My question instead is small, precise and unambiguous, fitting this site's format (hopefully).
In my code I generate a cartesian product of lists using itertools. In essence, I do not solve the crux of the problem myself but delegate the solution to a library that does that for me. I think this is the wrong approach to take if I want to learn from doing these exercises. I should be doing the hard part myself, otherwise why do the exercise at all? So I would like to ask you:
what is the best way to generate a cartesian product of some lists, not knowing in advance how many lists there are?
That's all I'd like to know, you can critique my code if you like. That's welcome, even if it passes all the tests (there is always a better way of doing things, especially if you are a beginner like me) but for this question to be "just right" for SO, I am focussing on just one aspect of the code, a concrete problem I have and something I am not happy with. Let me tell you more, I'll also share the canonical "what have you tried already"...
Clearly if I knew the number of lists I could just type in some nested for loops, like the top solvers of this exercise did in the competition. I tried writing a function that does this for an unknown number of lists but I was not sure which approach to take. The first approach was to write a recursive function. From list 1, take element 1 and combine it with element 1 of list 2, then element 1 of list 3, etc. I would push onto a stack the elements from each "layer" and pop them upon reaching the desired depth. I would imagine I would not fear a "stack overflow" because the depth reachable would be reasonable. I then struggled to choose a data structure to do this in the most efficient (memory/space) way possible, without passing too many parameters to the recursive calls. Should the data structure exist outside of the calls? Be passed around in the calls? Could I achieve any level of parallelism? How? With so many questions and so few answers I realised I needed to just know more to solve this problem and I could use a nudge in the right direction. You could provide a code snippet and I would study it. Or just explain to me what is the right "Computer Science" way of handling this type of problem.

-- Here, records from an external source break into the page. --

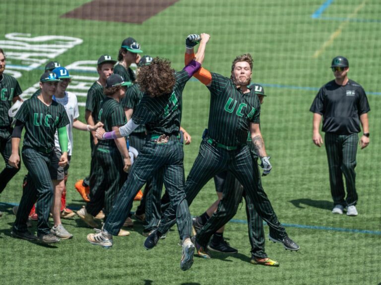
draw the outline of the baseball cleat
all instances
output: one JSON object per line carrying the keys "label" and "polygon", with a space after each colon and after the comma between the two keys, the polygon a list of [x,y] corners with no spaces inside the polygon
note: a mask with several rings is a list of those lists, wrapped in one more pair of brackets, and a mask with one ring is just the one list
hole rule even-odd
{"label": "baseball cleat", "polygon": [[252,260],[250,260],[250,263],[252,264],[260,264],[261,265],[264,265],[265,266],[279,266],[279,263],[278,261],[275,261],[272,259],[270,259],[268,257],[266,258],[258,258],[257,257],[252,257]]}
{"label": "baseball cleat", "polygon": [[358,214],[356,206],[352,205],[352,206],[348,206],[347,208],[347,216],[357,216]]}
{"label": "baseball cleat", "polygon": [[183,252],[180,261],[180,268],[185,271],[193,264],[193,256],[194,254],[194,245],[190,238],[187,238],[183,243]]}
{"label": "baseball cleat", "polygon": [[147,250],[153,248],[157,244],[157,242],[161,236],[161,234],[157,229],[155,229],[144,240],[144,248]]}
{"label": "baseball cleat", "polygon": [[75,189],[79,193],[79,194],[86,202],[90,202],[90,199],[88,197],[88,195],[90,193],[90,187],[89,186],[83,186],[83,180],[78,180],[74,185],[74,187]]}
{"label": "baseball cleat", "polygon": [[300,248],[300,246],[298,245],[295,241],[290,238],[288,237],[286,237],[283,239],[274,238],[271,238],[270,235],[268,235],[268,239],[273,242],[279,242],[282,243],[286,249],[289,250],[297,251]]}
{"label": "baseball cleat", "polygon": [[89,234],[86,238],[87,241],[94,245],[100,245],[108,249],[113,246],[113,236],[103,230],[103,226],[101,230],[94,229],[95,234]]}
{"label": "baseball cleat", "polygon": [[212,240],[208,245],[208,249],[212,251],[222,252],[223,253],[237,253],[238,250],[230,246],[229,242],[225,239],[222,239],[220,242],[216,243]]}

I am sure there is something I am not considering.
Finally, the thing that I did consider in my solution above is that thankfully filter filters a generator so the full cartesian product is never kept in memory (as it would if I did a list(ALL_PERMUTATIONS_OF_WEIGHTS) at any time in the code) so I am occupying space in memory only for those combinations which can actually be used as a weighted sum. A similar caution would be nice if applied to whatever system allows me to generate the cartesian product without using itertools.
Think of how numbers are written (in the decimal system, or in any other system). Include zero's even if you don't need them:
00000
00001
00002
...
00009
00010
00011
00012
...
99998
99999
You can see how this looks like a cartesian product of 5 lists list(range(10)) (in this particular case). You can generate this output very easily by incrementing the "lowest" digit, and when it reaches the last one in the list, setting it to the first element and incrementing the "next highest" digit. You would still need for loops, of course, but a very small number. Use a similar approach when you work with arbitrary number of arbitrary lists.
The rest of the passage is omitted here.